To sum up, compare with prior art, the utility model discloses following beneficial effect has:

(3) The appearance is not limited by most of constraint conditions in the structure selection of the traditional cooling tower, can adopt a hyperbolic shape, a conical straight cylinder shape and the like according to the requirements of process specialties, and has the characteristics of simple structure, convenient construction, convenient maintenance, low manufacturing cost and the like.

Finally, it should be noted that: the above embodiments are only used to illustrate the technical solution of the present invention, and not to limit the same; although the present invention has been described in detail with reference to the foregoing embodiments, it should be understood by those skilled in the art that: the technical solutions described in the foregoing embodiments may still be modified, or some or all of the technical features may be equivalently replaced; such modifications and substitutions do not depart from the spirit and scope of the present invention.

Claims

1. A cross-plane truss-tied steel structural cooling tower, comprising: the tower comprises a plane truss, a plane truss external support, a reinforcing ring truss and a widening platform truss, wherein the plane truss forms a tower body; wherein the content of the first and second substances,

2. The cross plane truss steel structural cooling tower of claim 1 wherein the stiffening ring trusses are comprised of isosceles triangles and braces are provided in connection with the tower body to reduce vertical distortion of the stiffening ring trusses.

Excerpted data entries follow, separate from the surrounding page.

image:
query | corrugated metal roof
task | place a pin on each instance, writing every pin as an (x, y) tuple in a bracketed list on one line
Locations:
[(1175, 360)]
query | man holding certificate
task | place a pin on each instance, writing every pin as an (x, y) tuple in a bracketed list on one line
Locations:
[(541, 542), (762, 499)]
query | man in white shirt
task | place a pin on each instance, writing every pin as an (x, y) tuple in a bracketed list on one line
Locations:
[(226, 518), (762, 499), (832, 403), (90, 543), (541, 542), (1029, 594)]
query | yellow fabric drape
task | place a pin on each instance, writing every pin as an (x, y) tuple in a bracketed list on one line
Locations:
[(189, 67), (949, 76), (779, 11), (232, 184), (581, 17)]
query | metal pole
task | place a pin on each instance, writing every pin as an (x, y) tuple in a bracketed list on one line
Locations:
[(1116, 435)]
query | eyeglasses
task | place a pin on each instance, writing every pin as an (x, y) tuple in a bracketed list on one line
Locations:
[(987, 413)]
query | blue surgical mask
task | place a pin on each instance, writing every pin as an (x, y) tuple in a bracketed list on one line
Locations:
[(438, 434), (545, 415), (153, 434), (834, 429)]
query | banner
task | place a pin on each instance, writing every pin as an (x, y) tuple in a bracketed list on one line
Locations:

3. The cross-plane truss system steel structure cooling tower of claim 1, wherein the plane truss out-of-plane support is divided into two layers; the inner layer support is an isosceles triangle support reversely embedded in the tower body isosceles triangle mesh, and the vertex of the isosceles triangle support is positioned at the midpoint of the inner chord of the corresponding tower body isosceles triangle mesh; the outer layer support consists of an isosceles triangle support and a horizontal sealing rod which are reversely embedded in the isosceles triangle grids of the tower body, wherein the vertex of the isosceles triangle support is positioned at the middle point of the outer chord of the corresponding tower body triangle grid; the horizontal sealing rods are arranged on the triangular meshes above the widening platform truss, are connected with the end points of the bottom edges of the two adjacent outer-layer isosceles triangle supports, and form a sealing ring together with the bottom edges of the outer-layer isosceles triangle supports.

4. The cross-plane truss steel structural cooling tower of claim 3 wherein the outer chords of the horizontal trusses, the triangular bases of the outer struts, and the horizontal closing bars together form a series of horizontal closed rings.

5. The cross-plane truss-tied steel structure cooling tower as claimed in claim 1, wherein each of the oblique trusses and the horizontal trusses constituting the tower body is composed of an outer chord, an inner chord and a web.

6. The cross plane truss system steel structure cooling tower of claim 1, wherein the plane trusses of the cooling tower are connected by welding ball joints or steel tube drum joints, and the web members and the chord members inside the plane trusses are connected by intersecting joints.